Más aún, aunque cuatro de los Acuerdos fueron aprobados después de la Constitución de 1978, otro uno de ellos fue anterior. Este primer acuerdo preconstitucional que se firma en 1976, tiene por finalidad ratificar la relación del Estado Español con la Santa Sede y poner las bases de los cuatro acuerdos de 1979. El documento, además, deroga el privilegio que el Estado tenía en el nombramiento de obispos (derecho de presentación) y ratifica la competencia jurídica eclesial en delitos de orden religioso (privilegio de fuero). Tal y como pide este documento de 1976, el resto del Concordato será actualizado en los cuatro Acuerdos que el Estado firma con la Santa Sede en 1979: Acuerdo sobre asuntos jurídicos; Acuerdo sobre Enseñanza y Asuntos Culturales; Acuerdo sobre asistencia religiosa a las Fuerzas Armadas; y Acuerdo sobre Asuntos Económicos. Este acomodo en las relaciones iglesia y Estado no fue sencillo, sino motivo de intenso debate puesto que, mientras algunos aceptaban que la mejor fórmula era la de sustituir el Concordato, aceptando cambios que no fueran de mucho calado, otros pretendían suprimirlo de raíz, alegando que el derecho común ya cubría el ejercicio de la libertad religiosa, por lo que no se necesitaban reglamentos adicionales que pudieran derivar en privilegios confesionales. Privilegios que, como sabemos que ocurrió en cuanto se pusieron en práctica los acuerdos, incluyen facilitar la presencia de confesiones religiosas en ámbitos públicos, tanto educativos, penitenciarios, hospitalarios como militares.

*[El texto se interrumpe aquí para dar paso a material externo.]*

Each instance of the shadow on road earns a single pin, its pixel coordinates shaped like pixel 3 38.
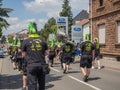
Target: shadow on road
pixel 10 81
pixel 51 78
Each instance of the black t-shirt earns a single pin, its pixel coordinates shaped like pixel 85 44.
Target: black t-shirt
pixel 67 47
pixel 35 50
pixel 97 48
pixel 87 48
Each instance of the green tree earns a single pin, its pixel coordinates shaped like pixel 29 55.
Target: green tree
pixel 3 13
pixel 66 12
pixel 49 28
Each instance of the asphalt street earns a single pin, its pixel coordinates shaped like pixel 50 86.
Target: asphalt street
pixel 104 79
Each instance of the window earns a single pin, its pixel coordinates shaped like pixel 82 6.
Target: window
pixel 101 29
pixel 118 27
pixel 101 2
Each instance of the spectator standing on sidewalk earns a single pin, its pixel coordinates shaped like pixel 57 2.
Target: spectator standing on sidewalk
pixel 97 54
pixel 67 53
pixel 87 56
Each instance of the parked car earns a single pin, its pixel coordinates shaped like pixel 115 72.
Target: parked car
pixel 1 52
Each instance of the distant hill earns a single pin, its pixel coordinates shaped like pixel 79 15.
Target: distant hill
pixel 82 15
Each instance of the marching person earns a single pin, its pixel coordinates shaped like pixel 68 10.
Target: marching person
pixel 67 52
pixel 97 54
pixel 87 56
pixel 34 51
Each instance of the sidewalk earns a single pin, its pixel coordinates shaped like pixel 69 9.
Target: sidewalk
pixel 106 63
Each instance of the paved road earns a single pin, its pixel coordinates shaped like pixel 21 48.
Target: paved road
pixel 104 79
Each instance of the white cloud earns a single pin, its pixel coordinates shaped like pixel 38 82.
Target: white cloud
pixel 50 7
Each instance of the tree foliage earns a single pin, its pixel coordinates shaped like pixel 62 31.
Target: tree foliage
pixel 49 28
pixel 3 13
pixel 66 12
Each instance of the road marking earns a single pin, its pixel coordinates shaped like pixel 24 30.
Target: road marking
pixel 84 83
pixel 54 69
pixel 95 88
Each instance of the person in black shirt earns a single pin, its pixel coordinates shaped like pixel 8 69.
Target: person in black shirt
pixel 87 56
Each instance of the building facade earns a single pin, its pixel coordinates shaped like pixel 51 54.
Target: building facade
pixel 105 24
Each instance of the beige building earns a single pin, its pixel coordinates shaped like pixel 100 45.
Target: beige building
pixel 105 24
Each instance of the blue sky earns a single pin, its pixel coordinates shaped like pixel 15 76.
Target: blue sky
pixel 38 11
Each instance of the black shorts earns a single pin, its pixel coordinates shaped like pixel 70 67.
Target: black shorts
pixel 86 61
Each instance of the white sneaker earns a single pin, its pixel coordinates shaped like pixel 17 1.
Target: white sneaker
pixel 93 67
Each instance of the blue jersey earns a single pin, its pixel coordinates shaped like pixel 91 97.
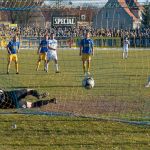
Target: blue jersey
pixel 44 46
pixel 87 45
pixel 13 46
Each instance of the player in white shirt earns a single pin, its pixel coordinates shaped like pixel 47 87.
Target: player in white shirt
pixel 125 48
pixel 52 52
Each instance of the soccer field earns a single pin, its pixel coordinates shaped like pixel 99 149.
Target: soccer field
pixel 119 93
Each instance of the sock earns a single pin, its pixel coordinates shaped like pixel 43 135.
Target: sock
pixel 38 65
pixel 84 66
pixel 46 66
pixel 56 66
pixel 88 67
pixel 16 65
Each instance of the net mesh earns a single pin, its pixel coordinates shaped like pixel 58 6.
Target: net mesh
pixel 119 95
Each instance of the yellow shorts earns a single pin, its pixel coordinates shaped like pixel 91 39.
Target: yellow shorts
pixel 86 57
pixel 43 56
pixel 13 57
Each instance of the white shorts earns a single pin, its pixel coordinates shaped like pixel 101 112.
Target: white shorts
pixel 52 55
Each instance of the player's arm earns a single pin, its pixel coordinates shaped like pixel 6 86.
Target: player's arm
pixel 52 48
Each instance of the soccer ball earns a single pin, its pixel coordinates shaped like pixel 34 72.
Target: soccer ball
pixel 88 82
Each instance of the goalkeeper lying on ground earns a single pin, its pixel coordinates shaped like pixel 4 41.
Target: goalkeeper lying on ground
pixel 15 99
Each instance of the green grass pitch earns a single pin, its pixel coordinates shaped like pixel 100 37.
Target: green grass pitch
pixel 119 92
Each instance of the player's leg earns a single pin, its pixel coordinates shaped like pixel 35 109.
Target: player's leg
pixel 88 66
pixel 38 62
pixel 44 58
pixel 123 54
pixel 126 56
pixel 84 63
pixel 9 63
pixel 46 65
pixel 56 65
pixel 16 64
pixel 43 102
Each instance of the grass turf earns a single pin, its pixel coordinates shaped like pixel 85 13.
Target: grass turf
pixel 119 92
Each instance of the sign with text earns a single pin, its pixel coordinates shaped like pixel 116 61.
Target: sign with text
pixel 64 21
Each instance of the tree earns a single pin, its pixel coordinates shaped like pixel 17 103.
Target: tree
pixel 146 16
pixel 20 11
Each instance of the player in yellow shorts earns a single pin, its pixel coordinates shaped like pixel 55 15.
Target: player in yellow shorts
pixel 86 50
pixel 42 52
pixel 13 49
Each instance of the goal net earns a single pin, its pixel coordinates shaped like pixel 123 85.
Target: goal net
pixel 119 93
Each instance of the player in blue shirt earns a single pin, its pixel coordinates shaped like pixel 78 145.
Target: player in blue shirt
pixel 86 50
pixel 13 49
pixel 42 51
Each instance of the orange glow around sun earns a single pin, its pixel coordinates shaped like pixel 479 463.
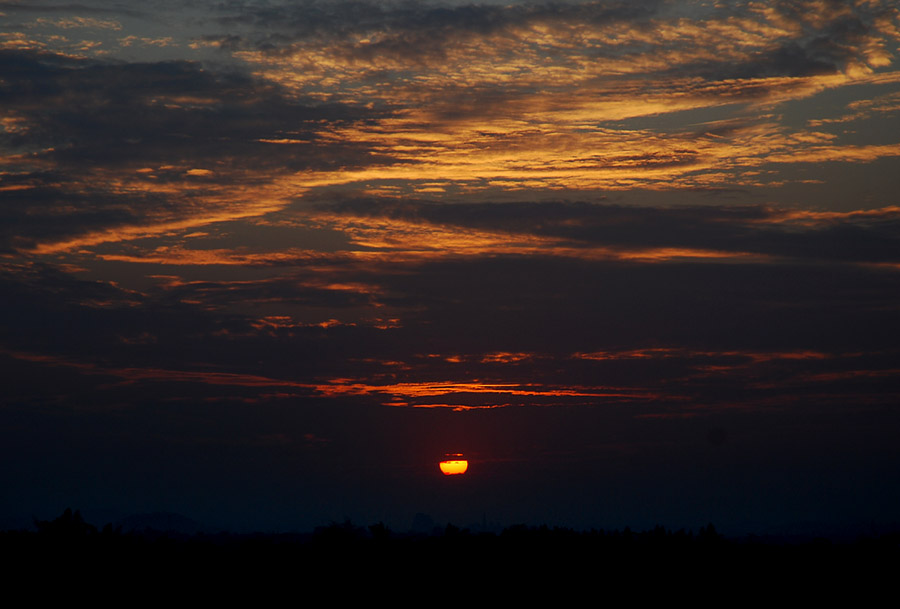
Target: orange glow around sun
pixel 453 465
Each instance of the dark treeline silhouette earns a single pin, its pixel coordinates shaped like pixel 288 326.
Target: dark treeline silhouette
pixel 528 553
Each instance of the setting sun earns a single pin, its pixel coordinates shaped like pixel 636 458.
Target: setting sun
pixel 454 465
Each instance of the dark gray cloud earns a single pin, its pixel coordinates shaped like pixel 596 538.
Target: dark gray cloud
pixel 873 237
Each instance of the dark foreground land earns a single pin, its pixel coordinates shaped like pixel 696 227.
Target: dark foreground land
pixel 519 561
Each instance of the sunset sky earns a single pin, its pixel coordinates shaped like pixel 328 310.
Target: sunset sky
pixel 264 262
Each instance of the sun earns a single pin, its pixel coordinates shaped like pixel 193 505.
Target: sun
pixel 454 465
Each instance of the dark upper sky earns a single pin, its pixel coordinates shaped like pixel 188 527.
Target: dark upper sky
pixel 264 262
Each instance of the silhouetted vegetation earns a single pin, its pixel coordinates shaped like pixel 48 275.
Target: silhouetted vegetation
pixel 626 556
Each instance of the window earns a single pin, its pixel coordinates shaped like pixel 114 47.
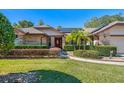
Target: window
pixel 16 36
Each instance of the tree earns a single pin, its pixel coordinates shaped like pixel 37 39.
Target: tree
pixel 103 20
pixel 83 35
pixel 15 25
pixel 7 35
pixel 76 36
pixel 72 37
pixel 40 22
pixel 25 23
pixel 58 27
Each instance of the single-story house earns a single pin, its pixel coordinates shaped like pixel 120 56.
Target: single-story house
pixel 39 35
pixel 111 34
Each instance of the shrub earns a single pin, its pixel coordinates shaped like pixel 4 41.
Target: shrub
pixel 7 35
pixel 86 53
pixel 34 52
pixel 105 50
pixel 29 52
pixel 54 51
pixel 31 47
pixel 71 47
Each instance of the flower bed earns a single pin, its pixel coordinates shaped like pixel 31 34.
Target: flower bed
pixel 29 53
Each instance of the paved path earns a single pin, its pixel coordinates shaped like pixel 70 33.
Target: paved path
pixel 96 61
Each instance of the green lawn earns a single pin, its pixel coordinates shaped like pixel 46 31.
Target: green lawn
pixel 64 70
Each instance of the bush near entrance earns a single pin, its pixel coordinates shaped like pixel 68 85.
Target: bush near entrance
pixel 105 50
pixel 86 53
pixel 71 47
pixel 31 47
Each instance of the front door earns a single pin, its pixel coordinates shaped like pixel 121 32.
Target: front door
pixel 58 42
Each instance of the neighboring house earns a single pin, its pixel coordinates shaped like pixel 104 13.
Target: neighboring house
pixel 39 35
pixel 111 34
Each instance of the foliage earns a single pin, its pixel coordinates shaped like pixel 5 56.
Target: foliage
pixel 40 22
pixel 7 35
pixel 105 50
pixel 103 20
pixel 33 53
pixel 31 47
pixel 71 47
pixel 86 53
pixel 77 36
pixel 83 35
pixel 23 24
pixel 58 27
pixel 83 71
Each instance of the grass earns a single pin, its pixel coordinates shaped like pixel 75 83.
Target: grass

Ahora bien, la Iglesia católica no ha aceptado nunca que se trate de privilegios, sino que los ha interpretado como medidas implícitamente aceptadas en el desarrollo de la Ley de Libertad Religiosa. La Ley Orgánica 7/1980 de 5 de julio de Libertad Religiosa va algo más allá de lo dispuesto en la Constitución y subraya que:

para la aplicación real y efectiva de estos derechos, los poderes públicos adoptarán las medidas necesarias para facilitar la asistencia religiosa en los establecimientos públicos, militares, hospitalarios, asistenciales, penitenciarios y otros bajo su dependencia, así como la formación religiosa en centros docentes públicos (LLR, art II, 3).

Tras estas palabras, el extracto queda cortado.